Aedes aegypti: characterization of hemocyte polypeptide synthesis during wound healing and immune response to inoculated microfilariae.

Hemocytes from adult, female Aedes aegypti, intrathoracically inoculated with microfilariae (mf) of the nematode Dirofilaria immitis, were compared to saline-inoculated and uninoculated controls using sodium dodecyl sulfate-polyacrylamide gel electrophoresis (SDS-PAGE), 125I-labeling, and wheat germ agglutinin (WGA) binding techniques. Activation of wound healing and/or melanotic encapsulation responses by the inoculation of saline or mf into the host hemocoel induced alterations in the hemocyte activity of these mosquitoes. Protein assays of whole hemocyte lysates revealed that hemocytes from saline- and mf-inoculated mosquitoes had higher protein concentrations than uninoculated controls.
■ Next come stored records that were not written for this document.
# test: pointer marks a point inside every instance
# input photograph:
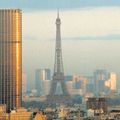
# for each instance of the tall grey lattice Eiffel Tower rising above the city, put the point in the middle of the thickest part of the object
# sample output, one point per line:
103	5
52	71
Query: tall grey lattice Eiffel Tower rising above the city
58	76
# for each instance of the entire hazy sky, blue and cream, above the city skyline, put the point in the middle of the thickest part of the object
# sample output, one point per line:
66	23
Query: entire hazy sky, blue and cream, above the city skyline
90	33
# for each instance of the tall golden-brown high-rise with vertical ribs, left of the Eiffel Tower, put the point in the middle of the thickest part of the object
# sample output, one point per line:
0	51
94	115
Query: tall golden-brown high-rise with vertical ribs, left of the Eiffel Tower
10	57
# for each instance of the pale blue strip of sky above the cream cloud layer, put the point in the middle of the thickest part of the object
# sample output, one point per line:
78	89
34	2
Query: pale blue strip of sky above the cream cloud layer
54	4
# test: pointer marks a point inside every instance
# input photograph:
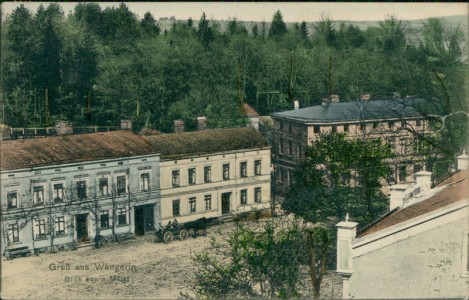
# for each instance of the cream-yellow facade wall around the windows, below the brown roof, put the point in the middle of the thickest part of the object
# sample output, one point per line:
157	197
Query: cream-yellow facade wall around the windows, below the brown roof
217	186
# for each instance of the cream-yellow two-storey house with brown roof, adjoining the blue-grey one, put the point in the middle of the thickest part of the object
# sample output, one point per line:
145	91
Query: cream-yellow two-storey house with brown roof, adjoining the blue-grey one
212	173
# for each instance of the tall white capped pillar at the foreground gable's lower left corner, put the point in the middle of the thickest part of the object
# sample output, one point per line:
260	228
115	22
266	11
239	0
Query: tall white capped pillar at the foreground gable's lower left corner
346	232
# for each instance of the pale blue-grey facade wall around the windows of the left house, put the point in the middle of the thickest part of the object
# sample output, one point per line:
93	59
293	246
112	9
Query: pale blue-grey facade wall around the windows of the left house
26	214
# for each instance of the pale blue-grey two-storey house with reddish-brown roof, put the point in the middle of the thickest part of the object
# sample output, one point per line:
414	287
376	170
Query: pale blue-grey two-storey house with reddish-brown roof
62	190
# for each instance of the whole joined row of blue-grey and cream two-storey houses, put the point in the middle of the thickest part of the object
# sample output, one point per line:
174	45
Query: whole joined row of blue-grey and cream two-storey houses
60	191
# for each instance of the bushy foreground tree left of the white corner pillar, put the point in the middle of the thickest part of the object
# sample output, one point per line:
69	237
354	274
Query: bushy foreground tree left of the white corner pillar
263	260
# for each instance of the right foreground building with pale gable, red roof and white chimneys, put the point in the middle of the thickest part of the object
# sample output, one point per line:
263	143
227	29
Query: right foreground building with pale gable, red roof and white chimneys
418	250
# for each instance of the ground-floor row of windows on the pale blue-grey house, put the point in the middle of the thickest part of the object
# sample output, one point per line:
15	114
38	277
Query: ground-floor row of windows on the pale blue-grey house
41	226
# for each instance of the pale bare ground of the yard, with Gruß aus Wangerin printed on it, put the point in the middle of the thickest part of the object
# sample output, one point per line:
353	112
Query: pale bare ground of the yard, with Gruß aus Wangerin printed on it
145	270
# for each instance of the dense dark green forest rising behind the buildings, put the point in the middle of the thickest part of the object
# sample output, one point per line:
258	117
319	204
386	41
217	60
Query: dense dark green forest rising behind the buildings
96	66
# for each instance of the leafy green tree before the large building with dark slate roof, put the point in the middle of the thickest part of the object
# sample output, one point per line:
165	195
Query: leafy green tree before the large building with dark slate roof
340	176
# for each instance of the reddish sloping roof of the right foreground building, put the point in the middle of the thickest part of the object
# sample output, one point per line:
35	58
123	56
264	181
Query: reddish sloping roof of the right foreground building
457	189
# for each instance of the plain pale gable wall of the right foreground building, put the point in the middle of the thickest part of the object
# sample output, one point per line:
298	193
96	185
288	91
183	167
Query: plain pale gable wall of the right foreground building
427	265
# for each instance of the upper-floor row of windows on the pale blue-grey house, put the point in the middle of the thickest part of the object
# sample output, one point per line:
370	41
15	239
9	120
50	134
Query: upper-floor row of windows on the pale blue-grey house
58	191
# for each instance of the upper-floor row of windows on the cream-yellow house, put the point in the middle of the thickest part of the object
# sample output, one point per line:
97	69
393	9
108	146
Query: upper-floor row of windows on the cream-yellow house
191	173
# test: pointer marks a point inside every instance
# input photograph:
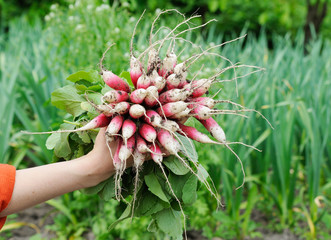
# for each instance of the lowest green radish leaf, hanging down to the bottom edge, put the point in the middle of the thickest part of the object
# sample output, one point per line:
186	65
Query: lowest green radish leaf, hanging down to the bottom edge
169	221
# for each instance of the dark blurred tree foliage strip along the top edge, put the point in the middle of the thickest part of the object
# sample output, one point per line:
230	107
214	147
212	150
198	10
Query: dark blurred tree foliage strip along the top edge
278	16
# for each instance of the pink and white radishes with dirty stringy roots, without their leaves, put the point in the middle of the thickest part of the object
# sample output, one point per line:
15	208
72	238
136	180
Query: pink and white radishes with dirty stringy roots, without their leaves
145	122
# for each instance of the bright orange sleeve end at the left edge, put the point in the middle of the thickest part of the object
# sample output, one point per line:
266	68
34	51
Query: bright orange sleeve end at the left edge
7	182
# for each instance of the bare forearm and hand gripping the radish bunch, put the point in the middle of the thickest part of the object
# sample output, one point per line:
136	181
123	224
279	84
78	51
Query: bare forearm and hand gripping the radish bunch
39	184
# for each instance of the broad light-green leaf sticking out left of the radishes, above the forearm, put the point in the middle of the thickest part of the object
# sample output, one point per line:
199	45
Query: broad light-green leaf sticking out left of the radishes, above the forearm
67	99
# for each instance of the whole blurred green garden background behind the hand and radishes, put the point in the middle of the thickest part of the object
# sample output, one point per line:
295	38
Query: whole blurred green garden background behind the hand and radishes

Many polypeptides were seen within all three hemocytes preparations when stained with silver nitrate, but there was an overall increase in protein synthesis in hemocytes from inoculated mosquitoes. In addition, a 200-kDa polypeptide was uniquely expressed in hemocytes from inoculated mosquitoes. There were several prominent surface proteins labeled with 125I, and several of these increased dramatically in intensity during wound healing and/or a melanotic encapsulation response. Similar results were seen in two-dimensional separations. A set of basic polypeptides comigrated with an acidic polypeptide resulting in a surface protein of approximately 80-90 kDa that increased in inoculated mosquitoes. Hemocytes from inoculated mosquitoes exhibited a group of three acidic polypeptides, whereas hemocytes from uninoculated mosquitoes exhibited only one of these protein fragments. Three surface polypeptides bound 125I-labeled WGA, and binding of WGA to hemocyte surface polypeptides was successfully inhibited by the incubation of cells with the lectin and its competing sugar.[1]